I recall it was Miranda who said the line, "You're breaking up with me while you're still inside me?"
|by Anonymous||reply 228||Last Monday at 6:47 AM|
Skipper looked like Miranda in drag.
|by Anonymous||reply 229||Last Monday at 7:05 AM|
R207 on a season in which the contestants were divided by race. It was controversial at the time. It wouldn’t even happen now.
When it looked like the white alliance was gonna steamroll, there was a last minute rig to force them to vote off two members of their tribe so the minority alliance could steamroll instead.
|by Anonymous||reply 230||Last Monday at 7:10 AM|
r228. No, you remember wrong.
|by Anonymous||reply 231||Last Monday at 9:33 AM|
Sorry, you remember it wrong.
|by Anonymous||reply 232||Last Monday at 9:35 AM|
Remember when her computer blew up, and then she yelled at Aiden for having the nerve to buy her a new computer?? Hard to imagine he didn't dump her right then. Also, throughout the entire series Carried proclaims over and over what a great friend she is, when she was nothing of the sort. Even Samantha's cancer was secondary to whatever boyfriend DRAMA Carrie had going on in her life.
|by Anonymous||reply 233||Last Monday at 10:36 AM|
[quote] Remember when her computer blew up, and then she yelled at Aiden for having the nerve to buy her a new computer?? Hard to imagine he didn't dump her right then
I remember it ended with some “cute” Carrie Bradshaw-ism like “sometimes we all just need to reboot and refresh” ...or something similarly stupid 🙄. Aidan should have punch and deleted her.
|by Anonymous||reply 234||Last Monday at 11:19 AM|
"Paper covers rock" was vile.
|by Anonymous||reply 235||Last Monday at 11:43 AM|
R233 I forgot about that episode. And now I know why 🤬 Aiden just should have said fuck it and let Carrie deal with it.
|by Anonymous||reply 236||Last Monday at 3:56 PM|
It was a nice gesture, but I wouldn't like someone choosing my computer for me especially if I needed it for work...that is, unless it was a high end Mac, for which I'd be very thankful.
|by Anonymous||reply 237||Last Monday at 8:43 PM|
She didn't treat it like a nice gesture. She was a cunt.
|by Anonymous||reply 238||Last Monday at 8:53 PM|
Yes, I agree. She could have thanked him and exchanged it if it wasn't what she needed. But Aiden was a domineering guy and the way he gave her a computer "with a handle so it's like a purse" is patronising and disrespectful to a woman in her 30s who has always earned her own living.

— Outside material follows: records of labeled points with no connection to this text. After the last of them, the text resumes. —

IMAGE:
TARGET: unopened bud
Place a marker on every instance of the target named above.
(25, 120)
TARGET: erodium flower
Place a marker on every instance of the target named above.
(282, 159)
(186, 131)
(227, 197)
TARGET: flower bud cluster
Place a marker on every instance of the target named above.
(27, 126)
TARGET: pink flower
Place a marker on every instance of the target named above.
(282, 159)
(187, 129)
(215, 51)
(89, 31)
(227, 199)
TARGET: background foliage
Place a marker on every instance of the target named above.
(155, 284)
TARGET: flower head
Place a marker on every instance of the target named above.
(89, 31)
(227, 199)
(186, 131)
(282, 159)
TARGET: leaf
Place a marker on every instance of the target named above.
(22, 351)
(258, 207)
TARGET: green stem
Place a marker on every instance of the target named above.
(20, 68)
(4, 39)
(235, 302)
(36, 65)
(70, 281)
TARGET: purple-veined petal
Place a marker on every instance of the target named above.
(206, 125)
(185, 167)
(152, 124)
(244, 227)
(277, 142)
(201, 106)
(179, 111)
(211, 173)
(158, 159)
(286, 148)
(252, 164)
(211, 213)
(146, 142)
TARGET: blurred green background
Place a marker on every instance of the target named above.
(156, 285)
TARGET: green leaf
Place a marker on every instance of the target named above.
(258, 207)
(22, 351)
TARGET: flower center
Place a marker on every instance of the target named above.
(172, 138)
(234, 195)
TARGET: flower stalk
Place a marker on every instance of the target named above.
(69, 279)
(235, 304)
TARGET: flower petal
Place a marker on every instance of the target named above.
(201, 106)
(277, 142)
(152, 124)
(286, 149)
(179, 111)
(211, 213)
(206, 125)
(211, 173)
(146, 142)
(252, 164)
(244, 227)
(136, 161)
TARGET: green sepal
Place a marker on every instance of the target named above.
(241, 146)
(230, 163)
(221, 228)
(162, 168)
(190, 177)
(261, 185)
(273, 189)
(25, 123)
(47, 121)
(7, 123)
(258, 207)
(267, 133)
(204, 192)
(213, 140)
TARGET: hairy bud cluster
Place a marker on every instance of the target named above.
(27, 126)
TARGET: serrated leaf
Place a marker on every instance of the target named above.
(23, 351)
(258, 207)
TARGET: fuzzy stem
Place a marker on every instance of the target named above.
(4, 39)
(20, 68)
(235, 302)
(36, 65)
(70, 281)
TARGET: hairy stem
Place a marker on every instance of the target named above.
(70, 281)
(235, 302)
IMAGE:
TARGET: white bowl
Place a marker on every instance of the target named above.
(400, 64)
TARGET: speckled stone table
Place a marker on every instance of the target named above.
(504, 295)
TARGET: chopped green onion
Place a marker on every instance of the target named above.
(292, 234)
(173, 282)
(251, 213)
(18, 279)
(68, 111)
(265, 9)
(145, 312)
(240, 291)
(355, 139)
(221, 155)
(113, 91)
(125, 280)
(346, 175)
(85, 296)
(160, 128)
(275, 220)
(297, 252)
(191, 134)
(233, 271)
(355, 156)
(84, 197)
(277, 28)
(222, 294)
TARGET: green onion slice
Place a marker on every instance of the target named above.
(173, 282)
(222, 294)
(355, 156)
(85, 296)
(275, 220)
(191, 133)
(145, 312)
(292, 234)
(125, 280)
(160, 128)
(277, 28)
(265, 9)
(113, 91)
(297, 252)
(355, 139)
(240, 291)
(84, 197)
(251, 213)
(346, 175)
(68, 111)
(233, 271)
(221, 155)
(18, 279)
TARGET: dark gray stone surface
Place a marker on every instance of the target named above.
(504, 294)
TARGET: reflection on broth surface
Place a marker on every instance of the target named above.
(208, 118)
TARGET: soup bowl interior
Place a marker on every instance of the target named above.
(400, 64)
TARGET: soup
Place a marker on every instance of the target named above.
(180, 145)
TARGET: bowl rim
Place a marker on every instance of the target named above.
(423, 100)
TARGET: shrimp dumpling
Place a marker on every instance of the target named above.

|by Anonymous||reply 239||Last Monday at 8:59 PM|
[Quote] Remember when her computer blew up, and then she yelled at Aiden for having the nerve to buy her a new computer??
There was a similar plot on 90210 with Steve and Claire in one of the later seasons. Though i'm guessing Darren didn't have anything to do with it and probably left by then.
|by Anonymous||reply 240||Last Monday at 9:23 PM|
R84, I think at that point Charlotte was still young and hopeful, so she dumped him over minor things because she assumed someone better is coming along. By S6, she is matured enough and tired, so she kind of settle. It is a quiet way of showing the mature pessimism has settled into Charlotte at that point. Plus, she married her prince charming Trey, only to be treated like dirt and would always be second fiddle to Trey's mother. I think that eager-to-marry guy would have been the same, a real mama's boy. Charlotte does not like that. She is a park avenue princess. She knows that by marrying a schleppy guy like Harry, he will worship her all day long like she has been used to.
|by Anonymous||reply 241||Last Monday at 9:35 PM|
I like that reasoning, R241, and it makes a lot of sense.
When you think of it, all the women did mature over the series, with the exception of Carrie.
|by Anonymous||reply 242||Last Monday at 9:41 PM|
R237, it WAS a high end Mac.
|by Anonymous||reply 243||Last Monday at 9:42 PM|
r84. I believe what the show tried to point out that sometimes people want something and then panic when they get it and in their moment of panic self sabotage and get overly critical that it isn't exactly what they imagined.
In real life it would be considered having self worth issues where people claim they want something but "are not ready yet" to receive what they want and freak out when they get something that resembles what they want.
|by Anonymous||reply 244||Last Monday at 9:48 PM|
Actually all of the women settled and took what they could get. Big was old, fat and tired, with a heart condition, by the time Carrie got him; Sam wanted a power player like Richard but ended up with a novice actor; a younger Charlotte and Miranda wouldn't have given Harry and Steve the time of day.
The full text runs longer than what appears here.